Vice-Chancellor of the University of Port Harcourt
- In office 10 July 2000 – 9 July 2005

Chairman of the Rivers State Economic Advisory Council
- Incumbent
- Assumed office November 2007

Personal details
- Born: Nimi Dimkpa Briggs 22 February 1944 Port Harcourt (now in Rivers State), Colony and Protectorate of Nigeria
- Died: 10 April 2023 (aged 79) Nigeria
- Spouse: Data Ogi-Briggs
- Children: 3
- Education: University of Lagos (MBBS)
- Website: www.nimibriggs.org

= Nimi Briggs =

Nigerian academic (1944–2023)

Nimi Dimkpa Briggs (22 February 1944 – 10 April 2023) was a Nigerian academic, scholar and Emeritus Professor of Obstetrics and Gynaecology.

==Education==
Briggs had his early education at Nyemoni Grammar School Abonnema and Baptist High School, Port Harcourt.

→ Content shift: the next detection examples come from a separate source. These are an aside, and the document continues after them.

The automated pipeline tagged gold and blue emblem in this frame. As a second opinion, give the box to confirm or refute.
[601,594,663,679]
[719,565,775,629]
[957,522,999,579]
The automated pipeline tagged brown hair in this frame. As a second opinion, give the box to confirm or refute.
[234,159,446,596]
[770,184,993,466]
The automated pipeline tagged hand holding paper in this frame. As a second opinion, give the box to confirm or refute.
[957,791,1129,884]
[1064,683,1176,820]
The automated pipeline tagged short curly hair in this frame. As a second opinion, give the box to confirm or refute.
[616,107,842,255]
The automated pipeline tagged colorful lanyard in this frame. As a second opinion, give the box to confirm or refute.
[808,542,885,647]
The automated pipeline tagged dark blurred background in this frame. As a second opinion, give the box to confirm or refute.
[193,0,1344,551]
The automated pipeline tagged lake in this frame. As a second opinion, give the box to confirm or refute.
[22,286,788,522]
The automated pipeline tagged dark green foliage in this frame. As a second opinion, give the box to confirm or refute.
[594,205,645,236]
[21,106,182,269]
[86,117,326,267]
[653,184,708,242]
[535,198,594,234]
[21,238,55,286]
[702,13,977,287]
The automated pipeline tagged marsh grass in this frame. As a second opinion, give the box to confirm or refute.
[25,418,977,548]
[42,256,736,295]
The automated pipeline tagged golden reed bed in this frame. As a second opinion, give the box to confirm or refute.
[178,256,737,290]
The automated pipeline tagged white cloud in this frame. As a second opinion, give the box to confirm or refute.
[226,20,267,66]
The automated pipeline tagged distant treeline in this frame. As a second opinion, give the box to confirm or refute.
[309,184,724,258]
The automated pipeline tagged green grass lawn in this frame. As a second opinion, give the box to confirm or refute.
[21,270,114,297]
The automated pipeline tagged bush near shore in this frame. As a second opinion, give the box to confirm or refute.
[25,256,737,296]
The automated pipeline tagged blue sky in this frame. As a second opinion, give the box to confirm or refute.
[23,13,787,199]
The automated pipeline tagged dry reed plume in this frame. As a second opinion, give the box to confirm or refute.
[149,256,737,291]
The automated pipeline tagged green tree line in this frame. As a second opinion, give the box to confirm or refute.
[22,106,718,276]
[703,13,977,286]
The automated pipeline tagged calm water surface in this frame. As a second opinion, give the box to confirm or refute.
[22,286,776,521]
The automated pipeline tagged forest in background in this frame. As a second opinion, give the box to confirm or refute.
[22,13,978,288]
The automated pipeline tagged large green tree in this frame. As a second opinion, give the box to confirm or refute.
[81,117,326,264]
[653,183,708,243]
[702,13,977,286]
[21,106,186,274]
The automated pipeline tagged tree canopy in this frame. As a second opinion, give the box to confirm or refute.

Later, he enrolled at Government College Umuahia where he completed his secondary education. In June 1969, he received his bachelor's degree in Medicine and Surgery from the University of Lagos, Nigeria.

==Career==
Briggs served as the Vice-Chancellor of University of Port Harcourt twice. First, as Acting Vice-Chancellor from 1995 to 1996, before he was appointed again in 2000 serving until 2005. He was the former Chairman Committee of Vice Chancellors of Nigerian Universities and the Chairman of the Board of the National Hospital. Between 2007 and 2008, he was appointed Chairman of the Rivers State Economic Advisory Council and the Rivers State Community Foundation as well as, Director of Centre for Health and Development, University of Port Harcourt.

==Death==
Nimi Briggs died on 10 April 2023, at the age of 79.